As founding principal of BASE, Ben continues to work to build a school that adheres closely to its original mission: to give students from the Bronx the tools they need to understand, participate in and – where appropriate – work to change their communities. BASE students study computer science as a fifth core subject, learning creative problem-solving across the disciplines through Design Thinking. As seniors BASE students go out into their own communities and develop technical and innovative interventions to address political and social needs they identify.
Ben works closely with the school’s Advisory Board, which proudly includes technologists, community leaders and professors of computer science, including Majora Carter, Reshma Saujani and Lehman’s own Ronald Bergmann.
Interactive Lightning Session: Beyond Higher Education: Technology & Community
Prior to Hostos, Dr. Mangino worked as an early childhood teacher and an elementary teacher with the New York City Department of Education and was an adjunct professor at St. John’s University, where she taught graduate courses, many that focused on learning styles. While she was in the doctoral program at St. John’s University, she was the recipient of a Doctoral Research Fellowship. Dr. Mangino conducted and published a meta-analysis of all the correlational research that has been conducted on the learning styles of adult learners. Since then, she has chaired doctoral dissertation committees for a number of doctoral students. Professor Mangino presents at national and international conferences on topics such as differentiated instruction and learning styles for teachers K-16, and is on the executive board for the International Learning Styles Network.

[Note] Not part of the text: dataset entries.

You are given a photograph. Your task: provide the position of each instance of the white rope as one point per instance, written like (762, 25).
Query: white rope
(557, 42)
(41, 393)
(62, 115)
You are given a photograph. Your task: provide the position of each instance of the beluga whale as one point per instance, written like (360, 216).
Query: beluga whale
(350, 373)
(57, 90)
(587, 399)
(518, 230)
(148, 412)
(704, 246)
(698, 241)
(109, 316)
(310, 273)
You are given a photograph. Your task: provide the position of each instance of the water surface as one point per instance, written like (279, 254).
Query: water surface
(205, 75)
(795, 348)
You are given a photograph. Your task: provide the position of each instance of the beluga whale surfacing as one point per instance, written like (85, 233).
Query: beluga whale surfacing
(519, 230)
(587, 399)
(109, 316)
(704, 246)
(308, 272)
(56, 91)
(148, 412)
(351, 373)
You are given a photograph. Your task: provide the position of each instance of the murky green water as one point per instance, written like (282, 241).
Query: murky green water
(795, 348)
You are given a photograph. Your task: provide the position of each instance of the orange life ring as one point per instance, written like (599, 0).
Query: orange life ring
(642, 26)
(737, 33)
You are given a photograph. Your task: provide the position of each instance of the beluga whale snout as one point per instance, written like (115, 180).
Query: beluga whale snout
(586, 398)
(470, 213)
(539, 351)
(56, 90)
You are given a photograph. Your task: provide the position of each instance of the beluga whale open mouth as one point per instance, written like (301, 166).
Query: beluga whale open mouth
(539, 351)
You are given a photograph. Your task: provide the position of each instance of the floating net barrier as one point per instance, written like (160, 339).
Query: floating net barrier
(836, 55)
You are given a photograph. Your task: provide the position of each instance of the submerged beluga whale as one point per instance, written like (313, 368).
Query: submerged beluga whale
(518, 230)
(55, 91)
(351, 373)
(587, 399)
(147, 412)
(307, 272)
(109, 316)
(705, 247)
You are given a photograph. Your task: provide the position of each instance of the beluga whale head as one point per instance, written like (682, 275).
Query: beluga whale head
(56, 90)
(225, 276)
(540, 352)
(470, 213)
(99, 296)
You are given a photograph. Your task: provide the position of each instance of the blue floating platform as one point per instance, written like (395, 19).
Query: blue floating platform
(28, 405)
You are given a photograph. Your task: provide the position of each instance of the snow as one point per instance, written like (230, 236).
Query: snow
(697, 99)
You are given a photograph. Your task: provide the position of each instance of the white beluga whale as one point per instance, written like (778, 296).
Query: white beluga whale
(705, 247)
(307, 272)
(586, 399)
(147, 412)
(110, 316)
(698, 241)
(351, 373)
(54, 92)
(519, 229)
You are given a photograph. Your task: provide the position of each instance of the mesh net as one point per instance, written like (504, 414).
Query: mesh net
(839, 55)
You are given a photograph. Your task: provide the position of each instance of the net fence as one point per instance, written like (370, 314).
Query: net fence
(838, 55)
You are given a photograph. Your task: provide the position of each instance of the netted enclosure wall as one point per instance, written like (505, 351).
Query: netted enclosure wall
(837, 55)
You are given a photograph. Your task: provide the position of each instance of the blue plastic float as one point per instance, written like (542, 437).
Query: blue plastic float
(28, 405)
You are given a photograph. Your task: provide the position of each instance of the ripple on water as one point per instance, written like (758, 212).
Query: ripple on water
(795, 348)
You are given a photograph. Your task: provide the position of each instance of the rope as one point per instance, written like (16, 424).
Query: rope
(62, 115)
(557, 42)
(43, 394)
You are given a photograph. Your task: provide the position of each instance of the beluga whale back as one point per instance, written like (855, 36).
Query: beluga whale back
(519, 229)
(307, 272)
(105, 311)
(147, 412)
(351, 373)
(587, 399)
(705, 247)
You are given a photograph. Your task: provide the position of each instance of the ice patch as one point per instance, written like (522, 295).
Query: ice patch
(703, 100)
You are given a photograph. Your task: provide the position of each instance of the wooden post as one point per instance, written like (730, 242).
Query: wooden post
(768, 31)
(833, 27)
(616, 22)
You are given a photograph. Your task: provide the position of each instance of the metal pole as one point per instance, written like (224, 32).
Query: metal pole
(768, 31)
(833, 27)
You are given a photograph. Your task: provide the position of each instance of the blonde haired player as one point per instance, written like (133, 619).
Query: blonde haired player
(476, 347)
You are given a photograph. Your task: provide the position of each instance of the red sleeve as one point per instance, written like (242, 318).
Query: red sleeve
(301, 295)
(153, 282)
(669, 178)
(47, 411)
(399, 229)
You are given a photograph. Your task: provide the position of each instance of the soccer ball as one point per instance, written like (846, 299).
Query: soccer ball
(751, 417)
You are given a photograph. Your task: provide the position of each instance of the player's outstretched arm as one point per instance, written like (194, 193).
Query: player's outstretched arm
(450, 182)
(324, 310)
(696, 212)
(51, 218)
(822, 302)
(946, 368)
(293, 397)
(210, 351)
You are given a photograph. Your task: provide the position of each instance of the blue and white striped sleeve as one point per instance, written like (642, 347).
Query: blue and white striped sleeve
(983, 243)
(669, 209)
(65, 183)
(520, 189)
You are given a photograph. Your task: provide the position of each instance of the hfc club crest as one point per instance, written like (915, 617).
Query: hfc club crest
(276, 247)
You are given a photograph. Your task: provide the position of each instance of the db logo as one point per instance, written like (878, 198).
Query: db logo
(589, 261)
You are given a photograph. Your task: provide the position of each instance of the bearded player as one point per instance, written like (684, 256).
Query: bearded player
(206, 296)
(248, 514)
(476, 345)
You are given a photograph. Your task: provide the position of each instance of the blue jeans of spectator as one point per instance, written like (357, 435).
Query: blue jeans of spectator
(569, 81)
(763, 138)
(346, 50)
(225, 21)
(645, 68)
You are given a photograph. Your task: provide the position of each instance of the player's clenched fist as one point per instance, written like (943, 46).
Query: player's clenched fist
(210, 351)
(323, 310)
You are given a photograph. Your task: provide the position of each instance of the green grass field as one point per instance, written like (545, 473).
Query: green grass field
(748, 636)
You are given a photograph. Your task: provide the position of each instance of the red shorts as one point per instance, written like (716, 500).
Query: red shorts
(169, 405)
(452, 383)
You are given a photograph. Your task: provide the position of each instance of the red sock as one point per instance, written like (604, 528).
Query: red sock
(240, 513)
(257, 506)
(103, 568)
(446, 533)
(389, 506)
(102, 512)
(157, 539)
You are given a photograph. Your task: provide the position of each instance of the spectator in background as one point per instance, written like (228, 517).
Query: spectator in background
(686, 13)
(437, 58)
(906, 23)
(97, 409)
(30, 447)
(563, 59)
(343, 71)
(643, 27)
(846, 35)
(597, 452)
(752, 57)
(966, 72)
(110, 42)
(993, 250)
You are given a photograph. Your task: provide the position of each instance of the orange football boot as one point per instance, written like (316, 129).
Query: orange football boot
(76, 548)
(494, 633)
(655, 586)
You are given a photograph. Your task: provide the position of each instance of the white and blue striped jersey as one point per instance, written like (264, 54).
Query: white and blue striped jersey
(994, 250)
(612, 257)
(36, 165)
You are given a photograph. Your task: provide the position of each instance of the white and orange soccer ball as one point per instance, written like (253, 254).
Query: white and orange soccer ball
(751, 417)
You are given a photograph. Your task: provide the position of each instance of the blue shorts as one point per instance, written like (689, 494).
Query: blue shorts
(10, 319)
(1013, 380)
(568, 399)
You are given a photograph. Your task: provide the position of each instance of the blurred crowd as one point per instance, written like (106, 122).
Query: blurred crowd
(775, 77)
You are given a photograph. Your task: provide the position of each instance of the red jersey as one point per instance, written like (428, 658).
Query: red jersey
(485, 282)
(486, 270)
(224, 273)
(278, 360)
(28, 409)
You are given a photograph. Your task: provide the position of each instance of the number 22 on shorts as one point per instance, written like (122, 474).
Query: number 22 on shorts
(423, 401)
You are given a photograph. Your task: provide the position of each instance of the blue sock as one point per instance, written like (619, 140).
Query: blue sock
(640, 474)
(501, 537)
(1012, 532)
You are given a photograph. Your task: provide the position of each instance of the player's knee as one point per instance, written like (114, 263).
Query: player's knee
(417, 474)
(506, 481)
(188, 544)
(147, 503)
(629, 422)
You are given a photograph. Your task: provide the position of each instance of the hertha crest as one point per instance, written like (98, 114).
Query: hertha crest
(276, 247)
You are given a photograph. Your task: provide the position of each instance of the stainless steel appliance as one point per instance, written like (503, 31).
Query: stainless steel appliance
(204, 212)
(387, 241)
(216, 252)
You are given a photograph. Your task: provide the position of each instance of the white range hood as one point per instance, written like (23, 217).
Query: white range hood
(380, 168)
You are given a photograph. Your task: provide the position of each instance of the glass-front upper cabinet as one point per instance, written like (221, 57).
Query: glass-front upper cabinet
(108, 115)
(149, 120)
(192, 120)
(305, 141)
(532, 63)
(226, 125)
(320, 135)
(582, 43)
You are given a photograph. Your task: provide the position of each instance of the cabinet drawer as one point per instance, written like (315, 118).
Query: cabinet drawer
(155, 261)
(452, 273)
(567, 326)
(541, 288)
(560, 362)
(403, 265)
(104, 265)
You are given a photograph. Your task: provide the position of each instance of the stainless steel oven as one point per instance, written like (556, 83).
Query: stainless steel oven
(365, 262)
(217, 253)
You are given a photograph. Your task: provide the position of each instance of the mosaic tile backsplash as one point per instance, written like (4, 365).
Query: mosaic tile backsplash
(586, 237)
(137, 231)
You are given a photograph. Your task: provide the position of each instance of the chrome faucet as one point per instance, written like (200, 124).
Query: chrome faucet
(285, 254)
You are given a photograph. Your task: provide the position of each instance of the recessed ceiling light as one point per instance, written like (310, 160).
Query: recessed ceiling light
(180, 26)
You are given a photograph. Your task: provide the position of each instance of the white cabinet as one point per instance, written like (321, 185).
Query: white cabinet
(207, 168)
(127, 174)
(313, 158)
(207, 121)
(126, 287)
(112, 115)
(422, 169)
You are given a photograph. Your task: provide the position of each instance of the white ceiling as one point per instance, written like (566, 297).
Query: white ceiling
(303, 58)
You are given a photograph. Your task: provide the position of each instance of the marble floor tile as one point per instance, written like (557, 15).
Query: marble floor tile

Jerome Dazzell, Director of New Training Initiatives and resident Salesforce admin/developer at Per Scholas, is a strategic, multidisciplinary tech enthusiast, who is always looking to explore new technologies. At Per Scholas he project manages change initiatives to tech training programs that serve over 400 adults and 50 employers per year. One recent initiative he has worked on is a collaboration with Doran Jones to re-shore 120 software testing jobs to the South Bronx.Prior to joining Per Scholas, Jerome had a career in retail banking. He currently resides in the Bronx and wants to do all that he can to help the borough transition into a major tech hub.
Since his election, he has been a steadfast champion of immigrants’ rights and lower- and middle-income families. Assemblyman Moya has been the lead sponsor for a number of high-profile pieces of legislation, including the New York DREAM Act, the Justice for Job-Seekers Bill, and the New York Immigrant Family Unity Project.
Prior to his election to the Assembly, Francisco worked for two members of Congress and served as the Associate Director of Business Development for the Queens Health Network at Elmhurst Hospital. In his capacity at Elmhurst Hospital, he helped develop the first clinic in Queens dedicated solely to women’s health.
In 2003, Francisco was named Secretary to the Senate for then-Senate Minority Leader David A. Paterson, and became the highest-ranking Latino in state government.
Francisco received his Bachelor’s degree from St. John’s University and was a National Urban Fellow at Baruch College, where he earned his Master’s in Public Administration. As a lifelong resident of Corona, Queens, he is proud to serve the people of his hometown in Albany.
Dr. Matthew Cotter has been the director of College Now at Bronx Community College since 2010. He received his PhD in American history from the CUNY Graduate Center in 2013 and wrote about the character and content of American higher education in the 20th century. He has taught throughout CUNY for the past decade and is the editor of Sidney Hook Reconsidered (Prometheus Books, 2004).